The ‘other white meat’
Extracts from a email I just received from PETA:
“Most people clearly love milk, yet how many of us really know the true pain that goes into every pint?
The life story of a cow in the dairy industry is one of great sadness and suffering. A cow has a natural lifespan of 25 years, but on a dairy farm, her body will be exhausted at just 4 or 5 and she will be slaughtered because she is no longer profitable.
Cows produce milk for the same reason humans do: to feed their babies. Yet each of the 2.1 million dairy cows on UK farms produces an unnaturally massive 6,770 litres of milk per year – 20 litres every day – far more than they could ever need.
Fed abnormally high protein diets and given large doses of antibiotics to prevent them from catching deadly diseases from all the faeces and urine that surround them, cows in today’s dairy industry have become mass-production milk machines. The pressure of 20 litres of milk cause a cow’s udder to protrude between her hind legs, leading to lameness and incredibly painful infections, which are further aggravated by milking machines.
To keep the milk flowing, cows are routinely kept pregnant. They are artificially inseminated only two to three months after each birth. Their babies are taken away from them after just a few days – long enough for them to make the special, unbreakable attachment that exists between a mother and a child.

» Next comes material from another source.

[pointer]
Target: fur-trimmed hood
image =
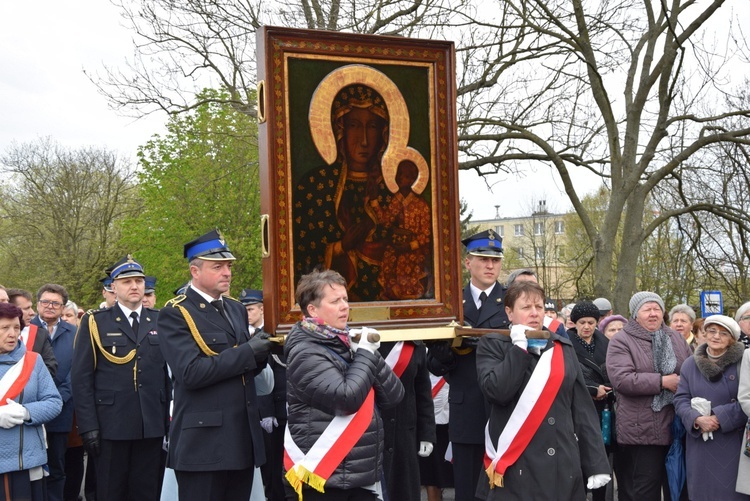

Dairy industry workers have reported that both mothers and calves cry out for each other for weeks afterwards – they are heartbroken, desperate and alone. Their bonds surely are no different from those between human mothers and their children. Their sense of loss and sorrow must be unbearable.
A terrible life tethered in the veal crates – or death – faces male calves. Female offspring are forced to follow in their mothers’ footsteps – a life of forced pregnancy, loss and pain – as the next generation of dairy cows. The cycle never ends.”